# introduction

This notebook gives a quick intro to using the `ubiquant_utils` module which emulates the Ubiquant timeseries API locally. It gives you the flexibility to:
1. feed different slices of the train dataset into it
2. create as many emulator instances as you want within one session
3. call an LB score method at any point during the iteration

It enforces similar constraints to the real API and produces realistic error messages. 
The code adapts my [Local API Emulator](https://www.kaggle.com/jagofc/local-api-emulator) from the G-Research Crypo Competition.
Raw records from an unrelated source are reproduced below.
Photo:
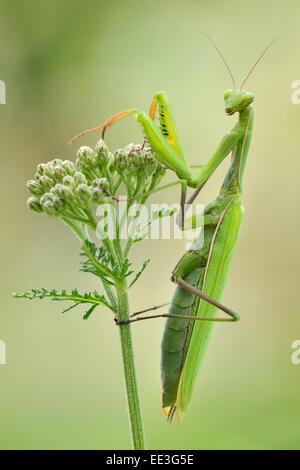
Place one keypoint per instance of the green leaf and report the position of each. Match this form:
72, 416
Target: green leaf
145, 264
94, 299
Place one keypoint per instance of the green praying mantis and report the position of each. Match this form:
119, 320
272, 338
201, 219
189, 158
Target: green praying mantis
201, 272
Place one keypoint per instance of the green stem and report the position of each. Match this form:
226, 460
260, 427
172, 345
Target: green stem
134, 410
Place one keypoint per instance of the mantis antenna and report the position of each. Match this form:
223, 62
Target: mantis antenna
222, 57
260, 57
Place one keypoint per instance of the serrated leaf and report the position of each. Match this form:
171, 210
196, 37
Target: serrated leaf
94, 299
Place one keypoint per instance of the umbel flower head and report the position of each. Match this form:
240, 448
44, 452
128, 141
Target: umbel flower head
62, 188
For a quick introduction to importing utility scripts see [this intro video](https://www.youtube.com/watch?v=C4h88PfN5jA&ab_channel=Kaggle).

# import

To use the module in your notebook you need to:
1. In the notebook menu select File > Add Utility Script
2. Search for "ubiquant_utils" and (double-) click Add.
3. Import `ubiquant_utils` as you would any module. E.g:

In [None]:
import ubiquant_utils as uu

# data

In [None]:
import gc
import time
import numpy as np
import pandas as pd
from tqdm.notebook import tqdm

In [None]:
# thanks for the parquet file @robikscube. upvoted.
# takes a minute or so to load.
train_df = pd.read_parquet('../input/ubiquant-parquet/train.parquet')

# demo #1
### example loop with dummy predictions

Take slice of `train_df` which contains 250 time_ids for testing. Note that we have [around 200 - 250 time_ids](https://www.kaggle.com/lucasmorin/don-t-mind-me-just-probing-the-lb) in the public LB. upvoted.

In [None]:
test_df = train_df[train_df.time_id <= 250]
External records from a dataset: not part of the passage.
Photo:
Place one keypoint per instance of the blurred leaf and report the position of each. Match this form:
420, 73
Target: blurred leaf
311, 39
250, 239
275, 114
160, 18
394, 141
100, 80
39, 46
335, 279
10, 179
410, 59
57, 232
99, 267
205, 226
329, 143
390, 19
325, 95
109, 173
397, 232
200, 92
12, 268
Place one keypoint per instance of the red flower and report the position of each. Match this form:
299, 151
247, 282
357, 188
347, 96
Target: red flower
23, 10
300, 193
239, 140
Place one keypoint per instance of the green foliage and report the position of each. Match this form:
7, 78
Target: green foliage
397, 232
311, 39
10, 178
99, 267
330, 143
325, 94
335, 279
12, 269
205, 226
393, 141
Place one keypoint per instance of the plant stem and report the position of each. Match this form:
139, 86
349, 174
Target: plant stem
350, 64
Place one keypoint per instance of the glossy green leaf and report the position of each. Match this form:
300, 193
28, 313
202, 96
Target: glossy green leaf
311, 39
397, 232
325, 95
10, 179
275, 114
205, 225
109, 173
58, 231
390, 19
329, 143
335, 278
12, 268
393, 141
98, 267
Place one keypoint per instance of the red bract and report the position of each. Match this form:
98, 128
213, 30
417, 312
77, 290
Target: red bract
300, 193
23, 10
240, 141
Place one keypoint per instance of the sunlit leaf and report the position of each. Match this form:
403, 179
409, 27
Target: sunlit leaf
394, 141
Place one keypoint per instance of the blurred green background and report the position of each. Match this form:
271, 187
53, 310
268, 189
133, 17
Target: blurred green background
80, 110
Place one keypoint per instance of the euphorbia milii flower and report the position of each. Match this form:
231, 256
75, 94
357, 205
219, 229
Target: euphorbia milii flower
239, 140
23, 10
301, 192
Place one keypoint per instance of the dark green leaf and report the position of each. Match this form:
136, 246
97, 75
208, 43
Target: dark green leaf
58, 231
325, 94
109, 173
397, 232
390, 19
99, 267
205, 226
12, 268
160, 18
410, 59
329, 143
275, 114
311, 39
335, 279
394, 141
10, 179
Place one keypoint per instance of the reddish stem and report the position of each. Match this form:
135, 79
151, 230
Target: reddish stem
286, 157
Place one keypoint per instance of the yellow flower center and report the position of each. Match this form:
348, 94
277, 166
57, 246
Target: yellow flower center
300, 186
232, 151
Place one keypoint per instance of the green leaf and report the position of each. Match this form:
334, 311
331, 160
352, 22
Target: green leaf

Delete `train_df` and take out the trash to free up enough RAM for a couple of examples.

In [None]:
del train_df
gc.collect()

Create an API instance:

In [None]:
api = uu.API(test_df)

An example loop making dummy predictions of target=0:

In [None]:
start_time = time.time()

for (data_df, pred_df) in tqdm(api):
    
    # dummy prediction - insert yours here.
    pred_df['target'] = 0.
    api.predict(pred_df)
    
finish_time = time.time()

total_time = finish_time - start_time
mean_iter_speed = api.init_num_times/total_time

print(f"Iterations/s = {mean_iter_speed:.2g}.")
test_iters = 250
print(f"Expected number of iterations in test set is approx. {test_iters}",
      f"which will take {test_iters / (mean_iter_speed * 3600):.2g} hours",
      "using this API emulator while making dummy predictions.")
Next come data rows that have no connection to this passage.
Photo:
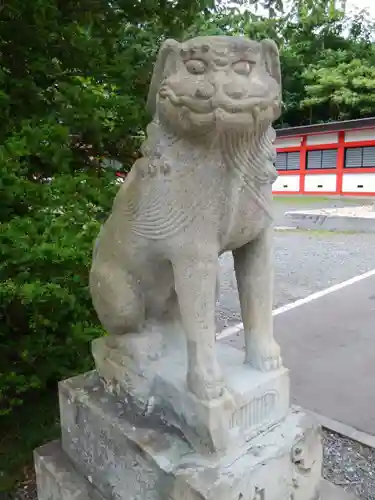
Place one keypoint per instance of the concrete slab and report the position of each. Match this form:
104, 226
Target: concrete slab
329, 346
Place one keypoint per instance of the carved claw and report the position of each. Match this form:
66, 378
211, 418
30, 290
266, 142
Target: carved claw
264, 355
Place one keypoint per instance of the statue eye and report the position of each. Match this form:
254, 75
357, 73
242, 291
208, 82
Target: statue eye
196, 66
242, 67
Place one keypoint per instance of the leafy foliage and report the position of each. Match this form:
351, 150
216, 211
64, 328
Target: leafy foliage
73, 80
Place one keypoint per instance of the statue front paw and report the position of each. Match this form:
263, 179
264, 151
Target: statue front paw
264, 355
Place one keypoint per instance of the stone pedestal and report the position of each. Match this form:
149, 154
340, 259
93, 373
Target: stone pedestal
114, 456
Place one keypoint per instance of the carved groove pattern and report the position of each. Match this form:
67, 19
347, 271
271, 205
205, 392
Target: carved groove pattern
255, 412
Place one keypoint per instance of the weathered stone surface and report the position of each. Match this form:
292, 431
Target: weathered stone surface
254, 400
202, 187
128, 457
351, 219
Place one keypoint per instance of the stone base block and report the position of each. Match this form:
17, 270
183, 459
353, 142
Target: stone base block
129, 457
58, 480
150, 370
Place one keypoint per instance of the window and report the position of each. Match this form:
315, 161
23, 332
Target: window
363, 157
287, 161
321, 159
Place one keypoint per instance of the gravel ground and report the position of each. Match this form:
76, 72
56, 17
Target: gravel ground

The API has a `score` method. This returns:
+ a dataframe containing your predictions and the targets.
+ the LB score: mean of the correlation between predictions and targets when they are grouped by time_id.

In [None]:
score_df, score = api.score()

In [None]:
print(f"Final LB score is {score:.4g}")

In [None]:
score_df.head(5)

# demo #2
### example loop with random predictions and regular scoring calls

In [None]:
api = uu.API(test_df)

for i, (data_df, pred_df) in enumerate(api):
    
    # random prediction
    pred_df['target'] = np.random.randn(len(pred_df), 1)
    api.predict(pred_df)
    
    #regular scoring
    if i % 10 == 0:
        _, cum_score = api.score()
        print(f"LB score at {i:<3}: {cum_score:>10.4g}")
    
    
score_df, score = api.score()

print(f"Final LB score is {score:.4g}")

# end